Lusitania: Triumph, Tragedy, and the End of the Edwardian Age by Greg King & Penny Wilson
Author:Greg King & Penny Wilson
Language: eng
Format: mobi, epub
ISBN: 9781466876378
Publisher: St. Martin's Press
Published: 2015-02-23T22:00:00+00:00
CHAPTER FOURTEEN
Leslie Morton had gone on duty at noon that Friday, taking up his place on the foredeck of Lusitania’s starboard bow as an extra lookout.(1) At 2:10, he spotted “a thin streak of foam making for the ship at a rapid speed” some five hundred yards in the distance, followed by the wake of what he took to be a second torpedo. “Torpedoes coming on the starboard side!” he shouted through his megaphone.(2) Morton was supposed to wait until his warning had been acknowledged; instead, he was racing across the deck to tell his brother John when he felt “a shock all over the ship.
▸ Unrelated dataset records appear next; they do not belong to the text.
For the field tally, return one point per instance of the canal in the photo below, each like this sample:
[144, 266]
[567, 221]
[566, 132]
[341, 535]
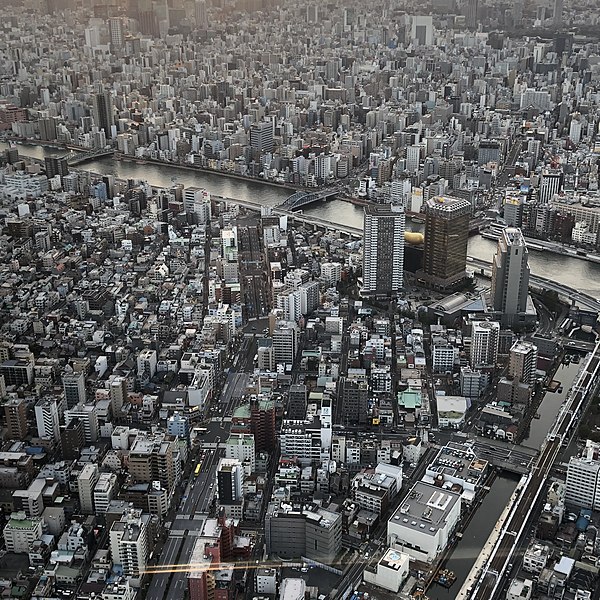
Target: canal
[475, 535]
[550, 406]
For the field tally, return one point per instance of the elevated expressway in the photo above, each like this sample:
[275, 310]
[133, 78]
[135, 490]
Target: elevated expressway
[490, 572]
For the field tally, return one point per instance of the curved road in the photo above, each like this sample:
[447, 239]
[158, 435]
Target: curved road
[577, 297]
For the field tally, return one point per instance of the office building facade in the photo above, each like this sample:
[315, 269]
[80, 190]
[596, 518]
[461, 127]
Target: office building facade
[445, 245]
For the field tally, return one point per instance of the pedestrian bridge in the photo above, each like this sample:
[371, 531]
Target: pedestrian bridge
[301, 198]
[76, 157]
It shook me off my feet.”(3) This “tremendous explosion,” he recalled, was “followed instantly by a second one.”(4)
No one heard Morton’s warning: a critical thirty seconds passed before Thomas Quinn, high up in the crow’s nest, grabbed his voice tube and reported to the bridge.(5) “There’s a torpedo coming, Sir!” Captain Turner heard Second Officer Percy Hefford shout; almost immediately, Lusitania shuddered from the explosion.(6) As “smoke and steam” rose over the ship, Turner felt a second explosion; this, he thought, “may possibly have been internal.”(7)
Watching through his periscope, Schwieger saw his torpedo hit the “starboard side, right behind the bridge.”(8) With massive force, the projectile pierced the hull, buckling steel plates and loosening rivets as it exploded, leaving an ugly, yawning hole of perhaps ten feet by twenty feet and shooting a geyser of water and debris into the sky. As Lusitania moved forward, the debris rained back down with such force that it tore Lifeboat No. 5, hanging over the starboard side, from its davits and sent it crashing into the sea.(9)
Precisely where the torpedo hit has always been a subject of some controversy. From Schwieger’s account, it seems to have struck Lusitania somewhere below the bridge, at a critical point where bulkheads separated Boiler Room No. 1 from a transverse forward cross bunker and a longitudinal bunker used for reserve coal along the ship’s starboard side. The sea rapidly flooded through the hull; bunkers meant to shield the ship’s machinery from possible damage now concentrated the flooding on the starboard side, causing an almost immediate list of some 15 degrees, a situation exacerbated by Lusitania’s great height. The sea streamed through open watertight doors, flooding into the forward bunker and cargo holds and pulling Lusitania down by the bow; it swept aft, almost immediately spilling into the forward boiler room. The ship’s continued progress through the sea forced even more water into the breach and added to the rapid flooding, as did numerous portholes that had been left open.(10)
Schwieger clearly saw the two explosions, “rather a small detonation, and instantly afterward a much heavier one.”(11) He described this as “unusually heavy,” with a cloud of debris reaching back “far beyond the first funnel.” Steam, coal dust, and more debris shot through the ship’s ventilators and over the decks; Schwieger thought that coal or a boiler might have exploded. The ship, he recorded, “heels over to starboard very quickly.